Table 1. Comparison of different CEC split and merge strategies with GMM clustering.
Table 2. Effectiveness of clustering for datasets from Fig. 1. Table presents a comparison of results for various criteria with the best strategies selected (the marked ones).
Table 3. Adjusted rank index (the higher the better) for datasets 1 and 4 from Fig. 1 under different strategies.

3 Proposed Strategies and Experiments

We develop a few strategies to check when split and merge steps should be applied during CEC clustering. We denote them as follows:

  • CEC-FAF – the merge and split are performed when a CEC iteration did not reduce energy, the merge step is performed as many times as possible;

  • CEC-FSF – the merge and split are performed when a CEC iteration did not reduce energy, the merge is performed only once at a time;

  • CEC-P3AF – the merge is performed every third iteration as many times as possible, the split is performed if a CEC iteration(including the merge) did not reduce energy,

  • CEC-P1SP1 – the merge and split are performed in every iteration, the merge is performed once at most in each iteration.

We compare them with

  • CEC-Grid – we apply CEC clustering with a starting number of clusters from 2 to 70 and then we choose the best result according to the lowest Bayesian information criterion (BIC);

  • GMM-Grid – we used the Project R package mclust [3] which performs a grid search for finding the optimal numbers of mixture components (clusters) according to the BIC criterion. The considered range of the number of clusters was the same as in CEC-Grid.

Fig. 3.
figure 3

Energy during clustering iterations under different strategies. The split and merge strategies were all started with a single cluster.

Table 4. The results of algorithms in the case of data from UCI repository.

3.1 Split-and-merge Strategies Effectiveness

Illustrations: Table 1 presents the results of clustering of the sample sets with the strategies listed above. The results of all strategies are pretty similar except for GMM-Grid.

Accuracy: Table 2 presents the comparison of the results obtained by investigating different strategies. We show the calculated MLE (maximum likelihood estimation – the higher the better), BIC (Bayesian information criterion – the lower the better), AIC (Akaike information criterion – the lower the better) and also give the values of the energy function obtained by CEC clusterings (the lower the better). In this case results seem to favor the strategies CEC-Grid and CEC-P1SP1 as the best ones, although the results are usually very close (except for GMM-Grid).

Table 3 presents an adjusted rank index for different strategies. In this case all strategies gave the same result on their best runs.
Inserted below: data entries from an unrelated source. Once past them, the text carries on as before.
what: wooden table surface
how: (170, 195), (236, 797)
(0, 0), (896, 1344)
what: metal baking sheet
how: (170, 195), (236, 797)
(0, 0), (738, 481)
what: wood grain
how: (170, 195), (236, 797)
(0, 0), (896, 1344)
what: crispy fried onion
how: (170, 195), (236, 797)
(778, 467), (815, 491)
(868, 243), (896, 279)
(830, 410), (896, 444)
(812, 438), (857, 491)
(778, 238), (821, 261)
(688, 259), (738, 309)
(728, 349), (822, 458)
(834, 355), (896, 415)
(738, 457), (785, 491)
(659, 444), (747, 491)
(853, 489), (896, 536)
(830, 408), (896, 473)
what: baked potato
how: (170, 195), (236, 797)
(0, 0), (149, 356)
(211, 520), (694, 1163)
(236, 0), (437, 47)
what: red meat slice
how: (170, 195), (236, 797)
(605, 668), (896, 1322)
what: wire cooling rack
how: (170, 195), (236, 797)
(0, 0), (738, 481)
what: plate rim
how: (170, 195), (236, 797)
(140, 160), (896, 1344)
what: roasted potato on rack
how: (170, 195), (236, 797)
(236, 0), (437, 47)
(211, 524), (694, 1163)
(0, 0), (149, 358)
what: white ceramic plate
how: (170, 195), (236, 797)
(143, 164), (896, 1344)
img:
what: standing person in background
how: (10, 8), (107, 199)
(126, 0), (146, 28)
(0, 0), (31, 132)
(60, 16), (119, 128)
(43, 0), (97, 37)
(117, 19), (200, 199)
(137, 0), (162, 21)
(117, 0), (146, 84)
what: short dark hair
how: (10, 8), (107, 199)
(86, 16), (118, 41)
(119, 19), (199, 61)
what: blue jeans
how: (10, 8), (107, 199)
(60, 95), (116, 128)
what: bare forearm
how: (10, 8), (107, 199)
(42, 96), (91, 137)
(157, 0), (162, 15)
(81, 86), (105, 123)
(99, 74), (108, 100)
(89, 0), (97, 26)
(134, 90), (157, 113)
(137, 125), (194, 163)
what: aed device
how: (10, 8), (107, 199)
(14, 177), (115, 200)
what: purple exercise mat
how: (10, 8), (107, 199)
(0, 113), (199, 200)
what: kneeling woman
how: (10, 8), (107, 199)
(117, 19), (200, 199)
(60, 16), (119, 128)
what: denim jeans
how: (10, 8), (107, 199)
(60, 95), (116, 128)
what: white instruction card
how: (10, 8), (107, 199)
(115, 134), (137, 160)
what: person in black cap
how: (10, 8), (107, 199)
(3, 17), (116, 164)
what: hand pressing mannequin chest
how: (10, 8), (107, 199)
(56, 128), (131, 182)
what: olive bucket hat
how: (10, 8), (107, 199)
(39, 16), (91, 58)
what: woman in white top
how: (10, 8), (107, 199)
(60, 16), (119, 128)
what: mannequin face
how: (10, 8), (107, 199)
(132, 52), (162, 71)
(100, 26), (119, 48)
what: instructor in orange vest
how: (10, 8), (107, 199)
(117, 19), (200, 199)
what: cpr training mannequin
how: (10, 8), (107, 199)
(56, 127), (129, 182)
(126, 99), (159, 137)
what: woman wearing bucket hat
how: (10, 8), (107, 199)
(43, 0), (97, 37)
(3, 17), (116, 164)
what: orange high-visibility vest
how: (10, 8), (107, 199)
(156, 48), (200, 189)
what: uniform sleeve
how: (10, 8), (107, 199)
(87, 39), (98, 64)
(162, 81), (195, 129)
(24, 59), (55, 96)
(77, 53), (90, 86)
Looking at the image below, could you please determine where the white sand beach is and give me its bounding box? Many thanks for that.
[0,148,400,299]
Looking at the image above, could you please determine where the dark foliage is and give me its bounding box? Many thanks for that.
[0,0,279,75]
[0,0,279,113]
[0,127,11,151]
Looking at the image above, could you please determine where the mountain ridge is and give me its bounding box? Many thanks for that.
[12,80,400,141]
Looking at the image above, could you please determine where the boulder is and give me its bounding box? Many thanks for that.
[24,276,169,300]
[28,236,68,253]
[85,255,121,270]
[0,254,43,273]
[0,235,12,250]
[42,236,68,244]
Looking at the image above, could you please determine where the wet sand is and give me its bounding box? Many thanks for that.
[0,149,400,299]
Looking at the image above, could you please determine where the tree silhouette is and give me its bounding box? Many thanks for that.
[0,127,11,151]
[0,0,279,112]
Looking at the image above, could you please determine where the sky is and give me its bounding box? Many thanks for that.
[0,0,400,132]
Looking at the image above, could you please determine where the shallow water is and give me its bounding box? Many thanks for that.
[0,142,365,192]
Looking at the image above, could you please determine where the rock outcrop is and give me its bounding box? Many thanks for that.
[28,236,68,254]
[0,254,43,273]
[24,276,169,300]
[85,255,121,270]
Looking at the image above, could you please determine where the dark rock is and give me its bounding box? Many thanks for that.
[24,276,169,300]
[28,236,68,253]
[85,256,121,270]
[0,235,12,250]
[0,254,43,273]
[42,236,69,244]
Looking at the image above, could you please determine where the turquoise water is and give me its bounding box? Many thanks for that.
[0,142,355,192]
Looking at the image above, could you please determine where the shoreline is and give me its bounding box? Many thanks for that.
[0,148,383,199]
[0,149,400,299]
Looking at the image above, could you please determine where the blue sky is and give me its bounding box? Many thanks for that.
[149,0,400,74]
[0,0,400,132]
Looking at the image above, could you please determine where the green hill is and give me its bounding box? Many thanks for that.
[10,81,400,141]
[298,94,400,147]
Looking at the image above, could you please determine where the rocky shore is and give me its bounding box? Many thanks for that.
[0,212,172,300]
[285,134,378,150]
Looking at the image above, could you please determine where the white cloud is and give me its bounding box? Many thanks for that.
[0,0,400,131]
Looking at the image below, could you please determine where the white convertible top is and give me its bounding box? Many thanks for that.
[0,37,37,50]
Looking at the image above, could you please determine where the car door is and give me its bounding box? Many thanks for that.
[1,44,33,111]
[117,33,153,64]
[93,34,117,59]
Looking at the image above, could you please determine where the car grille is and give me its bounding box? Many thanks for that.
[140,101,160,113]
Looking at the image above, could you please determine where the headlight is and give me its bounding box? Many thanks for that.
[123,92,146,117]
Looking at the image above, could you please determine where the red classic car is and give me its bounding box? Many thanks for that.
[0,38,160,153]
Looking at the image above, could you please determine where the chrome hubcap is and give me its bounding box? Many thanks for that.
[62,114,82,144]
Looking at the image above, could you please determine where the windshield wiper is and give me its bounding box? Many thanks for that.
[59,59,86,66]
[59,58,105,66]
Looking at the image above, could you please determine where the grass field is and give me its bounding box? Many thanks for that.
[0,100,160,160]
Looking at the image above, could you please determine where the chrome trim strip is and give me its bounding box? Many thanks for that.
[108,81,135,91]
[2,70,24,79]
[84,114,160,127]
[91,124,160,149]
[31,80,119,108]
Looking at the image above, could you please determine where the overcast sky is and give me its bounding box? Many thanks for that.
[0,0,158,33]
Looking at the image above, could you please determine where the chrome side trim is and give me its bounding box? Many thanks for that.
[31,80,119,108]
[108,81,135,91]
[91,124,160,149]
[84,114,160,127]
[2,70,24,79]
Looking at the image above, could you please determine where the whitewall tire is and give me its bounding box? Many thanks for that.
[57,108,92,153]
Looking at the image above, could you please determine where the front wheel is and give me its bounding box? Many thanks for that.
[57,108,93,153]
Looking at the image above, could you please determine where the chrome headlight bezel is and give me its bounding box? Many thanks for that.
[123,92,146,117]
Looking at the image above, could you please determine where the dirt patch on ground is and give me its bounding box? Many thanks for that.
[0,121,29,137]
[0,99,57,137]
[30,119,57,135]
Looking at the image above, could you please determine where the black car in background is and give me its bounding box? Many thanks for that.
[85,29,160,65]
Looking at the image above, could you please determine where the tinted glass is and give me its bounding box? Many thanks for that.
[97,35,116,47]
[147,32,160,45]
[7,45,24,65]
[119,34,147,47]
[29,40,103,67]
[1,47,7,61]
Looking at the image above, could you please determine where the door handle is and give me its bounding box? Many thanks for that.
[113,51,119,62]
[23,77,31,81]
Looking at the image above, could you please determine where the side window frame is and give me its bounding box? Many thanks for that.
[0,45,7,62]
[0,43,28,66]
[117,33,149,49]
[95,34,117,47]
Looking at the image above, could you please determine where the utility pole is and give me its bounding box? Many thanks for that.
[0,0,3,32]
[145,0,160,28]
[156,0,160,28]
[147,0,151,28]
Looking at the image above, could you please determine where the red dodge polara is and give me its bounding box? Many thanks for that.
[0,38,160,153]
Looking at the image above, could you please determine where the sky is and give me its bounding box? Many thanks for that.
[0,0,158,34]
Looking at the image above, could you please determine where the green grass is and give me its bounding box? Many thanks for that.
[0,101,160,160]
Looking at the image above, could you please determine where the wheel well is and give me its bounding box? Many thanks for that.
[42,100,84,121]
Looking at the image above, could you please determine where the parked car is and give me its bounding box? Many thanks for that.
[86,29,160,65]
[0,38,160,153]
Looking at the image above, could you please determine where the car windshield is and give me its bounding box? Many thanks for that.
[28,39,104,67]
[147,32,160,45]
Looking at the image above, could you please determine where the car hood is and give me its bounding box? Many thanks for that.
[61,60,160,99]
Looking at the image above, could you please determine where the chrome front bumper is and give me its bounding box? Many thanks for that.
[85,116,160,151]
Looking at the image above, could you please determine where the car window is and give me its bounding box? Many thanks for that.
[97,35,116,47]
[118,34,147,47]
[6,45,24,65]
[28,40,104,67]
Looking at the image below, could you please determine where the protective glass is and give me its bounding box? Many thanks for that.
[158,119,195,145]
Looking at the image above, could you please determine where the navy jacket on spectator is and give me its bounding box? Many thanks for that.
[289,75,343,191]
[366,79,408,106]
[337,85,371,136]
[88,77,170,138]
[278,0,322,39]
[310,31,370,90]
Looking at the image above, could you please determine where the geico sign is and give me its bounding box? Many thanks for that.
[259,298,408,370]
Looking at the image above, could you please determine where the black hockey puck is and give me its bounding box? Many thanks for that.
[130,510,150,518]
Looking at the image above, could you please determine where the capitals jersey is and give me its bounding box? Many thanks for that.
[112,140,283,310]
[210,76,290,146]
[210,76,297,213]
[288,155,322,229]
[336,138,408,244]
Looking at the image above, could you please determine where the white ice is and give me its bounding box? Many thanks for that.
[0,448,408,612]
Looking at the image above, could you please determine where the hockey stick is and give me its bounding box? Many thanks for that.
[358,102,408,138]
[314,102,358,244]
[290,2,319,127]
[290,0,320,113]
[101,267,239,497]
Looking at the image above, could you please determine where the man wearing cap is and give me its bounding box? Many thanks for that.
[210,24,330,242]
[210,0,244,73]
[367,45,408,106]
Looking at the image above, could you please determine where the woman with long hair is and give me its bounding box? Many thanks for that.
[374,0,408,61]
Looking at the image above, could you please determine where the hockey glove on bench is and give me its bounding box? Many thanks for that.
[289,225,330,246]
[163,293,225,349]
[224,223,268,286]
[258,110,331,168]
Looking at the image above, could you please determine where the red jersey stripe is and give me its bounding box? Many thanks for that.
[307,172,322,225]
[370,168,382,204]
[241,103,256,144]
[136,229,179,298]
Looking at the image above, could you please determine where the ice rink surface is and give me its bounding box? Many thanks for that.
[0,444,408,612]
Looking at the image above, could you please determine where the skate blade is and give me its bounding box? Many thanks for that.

Energy: Figure 3 presents the comparison of the energy function during clustering under different strategies. The results show that CEC-Grid and CEC-P1SP1 reach minimum in the smallest number of steps.

Speed: While the above could suggest the CEC-P1SP1 strategy was the fastest, take note that because it performs both split and merge operations at each iteration, the iterations themself are more expensive computational-wise. A direct time measurement of the strategies revealed CEC-FSF to be the fastest, followed closely by CEC-P3AF.

3.2 Split-and-merge CEC in Higher Dimensions

Table 4 presents the results obtained with the same strategies and algorithms on higher dimensional data. In this experiment there was much more variation both between the strategies and between different runs of the same strategy. It appears that the algorithm suffers from the curse of dimensionality and has trouble finding the right number of clusters in higher dimensional data. This is most evident in the iris dataset, where it overshots that number tenfold.

4 Conclusions and Future Work

We have proposed an approach for the split and merge problem in CEC clustering. It was shown that even in a one dimensional space the condition is not so easy to assess. Thus, in the proposed approach, we implicitly use the formula to decide if two clusters should be combined. Our experiments present that the strategy when the merge and split are performed in every iteration and the merge is performed once at most in each iteration can be competitive to classical CEC or even CEC-Grid.

Our future work will focus on developing new measures which will allow us to solve the split problem using information theory.